Regulatory · 6 min read

Port state control — the inspection regime that polices global shipping

An overview of the regional port state control agreements (Paris MoU, Tokyo MoU, USCG and others) that inspect foreign vessels visiting their ports.

Port state control (PSC) is the system of inspections that countries perform on foreign-flagged vessels visiting their ports. The premise is that international maritime regulation can only be enforced effectively at the point of arrival, by countries other than the flag state, because flag-state oversight is inconsistent. PSC has been the dominant compliance enforcement mechanism in commercial shipping since the 1980s.

Regional MoUs

PSC is organised through regional Memoranda of Understanding (MoUs). The Paris MoU covers Europe and the North Atlantic; the Tokyo MoU covers the Asia-Pacific; the Viña del Mar Agreement covers Latin America; the Caribbean MoU covers the Caribbean basin; the Mediterranean, Indian Ocean, Black Sea, Riyadh, Abuja and Persian Gulf MoUs cover their respective regions. The United States Coast Guard runs its own PSC programme under domestic law. The MoUs share data and coordinate inspection priorities through a global PSC database.

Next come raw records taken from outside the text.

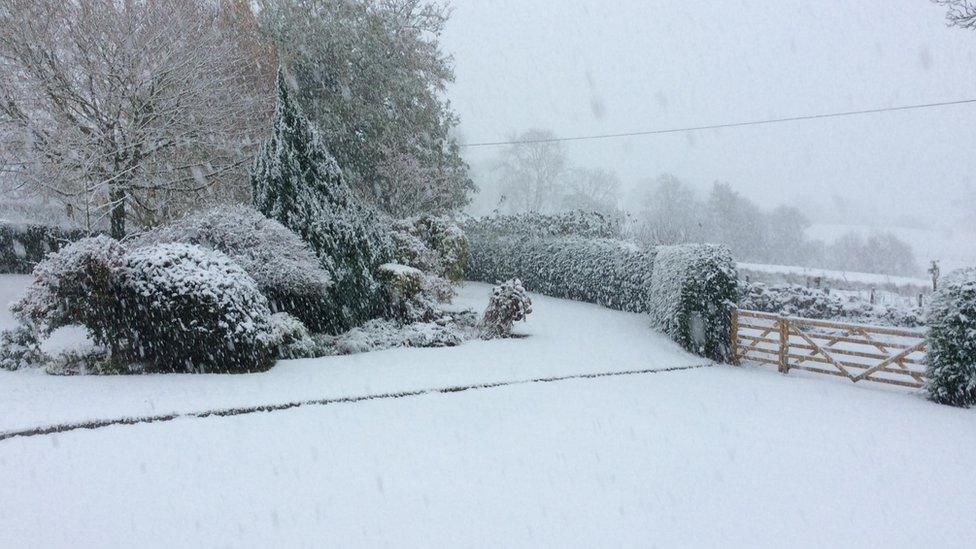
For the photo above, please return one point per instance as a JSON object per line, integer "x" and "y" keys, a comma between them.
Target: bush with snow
{"x": 435, "y": 245}
{"x": 23, "y": 245}
{"x": 176, "y": 307}
{"x": 296, "y": 181}
{"x": 284, "y": 267}
{"x": 689, "y": 296}
{"x": 20, "y": 348}
{"x": 194, "y": 310}
{"x": 952, "y": 340}
{"x": 692, "y": 297}
{"x": 508, "y": 304}
{"x": 816, "y": 303}
{"x": 381, "y": 334}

What PSC inspectors look at

PSC inspectors check certificates (SOLAS, MARPOL, MLC, ISM, ISPS), structural condition, lifesaving and firefighting equipment, working and living conditions for the crew, and compliance with the most recent IMO conventions. They have authority to detain vessels with serious deficiencies until the deficiencies are rectified.

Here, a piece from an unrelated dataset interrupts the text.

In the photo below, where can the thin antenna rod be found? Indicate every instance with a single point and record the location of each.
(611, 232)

Targeting and white/grey/black flags

Each MoU publishes performance-based lists ranking flag states from white (best) through grey to black (worst) based on detention rates. Vessels flagged with black-list states are inspected more frequently than vessels flagged with white-list states. The same logic applies to recognised organisations (classification societies) and to individual ship operators with poor records.

Why this matters for vessel research

Detention records are public. If a vessel has been detained by PSC, the detention notice is published by the relevant MoU and is visible in commercial databases such as Equasis. When researching the operational history of a particular vessel — for due diligence, journalism, or insurance — the PSC detention record is one of the more useful indicators of risk.